Superior control for physical properties of sputter deposited ITO thin-films proper for some transparent solar applications

Abstract

Superior control of sputtering deposition of ITO thin-films to enhance the physical properties of the ITO thin-films has been investigated. The effect of different sputter deposition conditions and the thermal post-annealing on the physical properties of the transparent-conductive indium tin oxide (ITO) thin-films deposited on a glass substrate have been studied. The power varied from 20 to 210 W with argon (Ar) gas flowing at a rate from 20 to 80 sccm.

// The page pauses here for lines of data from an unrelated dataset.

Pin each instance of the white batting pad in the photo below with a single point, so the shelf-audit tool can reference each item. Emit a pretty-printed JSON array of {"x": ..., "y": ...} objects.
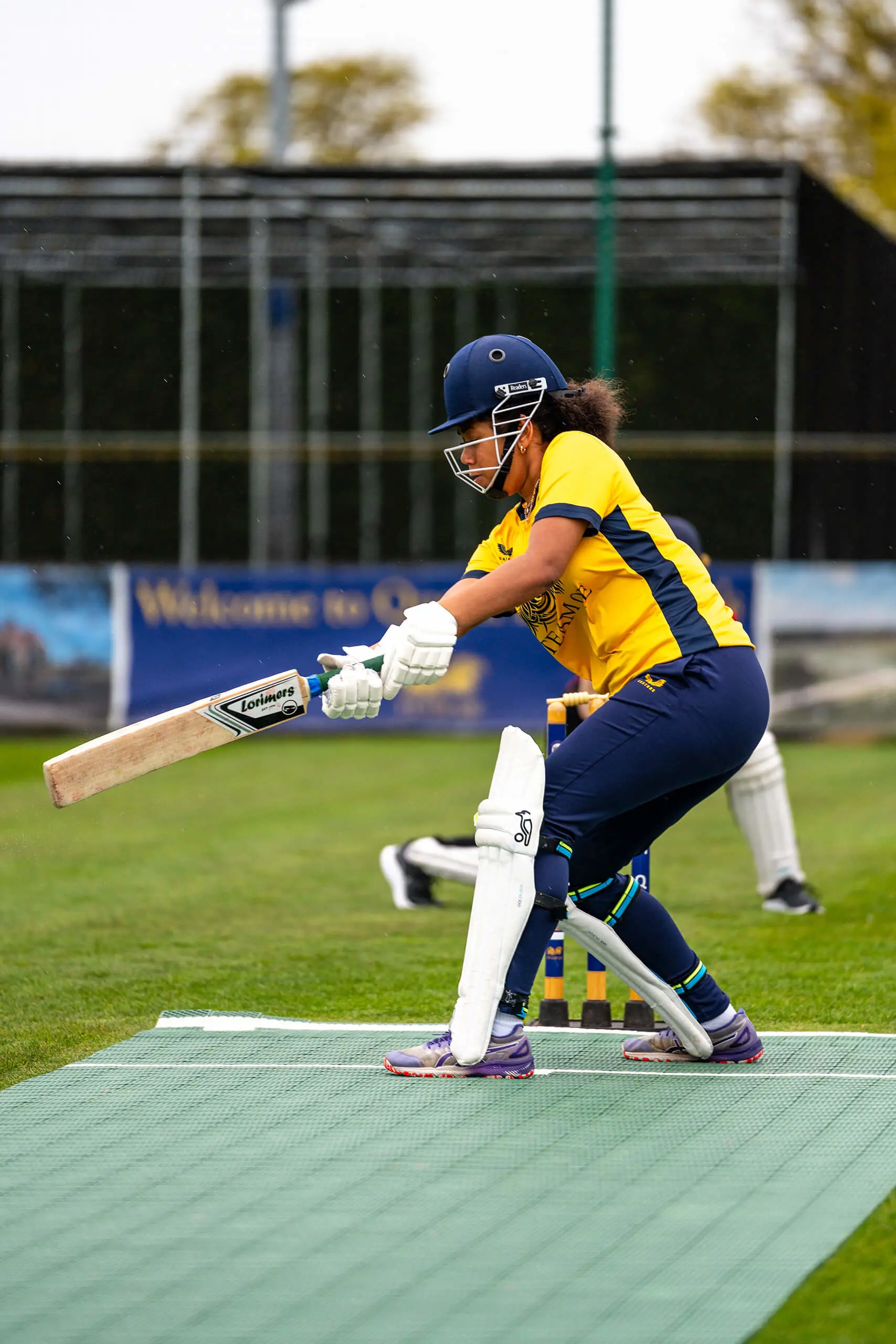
[
  {"x": 758, "y": 797},
  {"x": 508, "y": 828},
  {"x": 602, "y": 942}
]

Thermal post-annealing of deposited thin-films at 200–450 °C in vacuum and air has been carried out as well. The physical properties were monitored using XRD, STM, four-point probe electrometer, and UV–Vis spectrometer. The change of the Ar flow rates influences the deposited films surface roughness, electrical sheet resistance (Rs), average optical transmittance (Tavg) with no apparent change in the morphology fractal dimension. At the Ar flow rate of 30 sccm and the critical power of 120 W, the deposited thin-films transform from amorphous to semi-crystalline structure mostly up 170 W. Optimal thin-films with fairly the highest Tavg at 97.7% and good Rs with 158.3 Ω/sq could be obtained under a residual Ar gas flow rate of 50 sccm and at 20 W. The critical post-annealing temperature at 350 ℃ (air) and 450 °C (vacuum) could initiate the semi-crystalline structure of the previously amorphous deposited thin-films. For the first time, ITO thin-films with Tavg and Tmax up to 97.7% and 99.9% respectively have been achieved. Besides, the Rs value is controlled from 6 to 3981 Ω/sq with excellent average transparency. These prove viable candidates in transparent solar applications.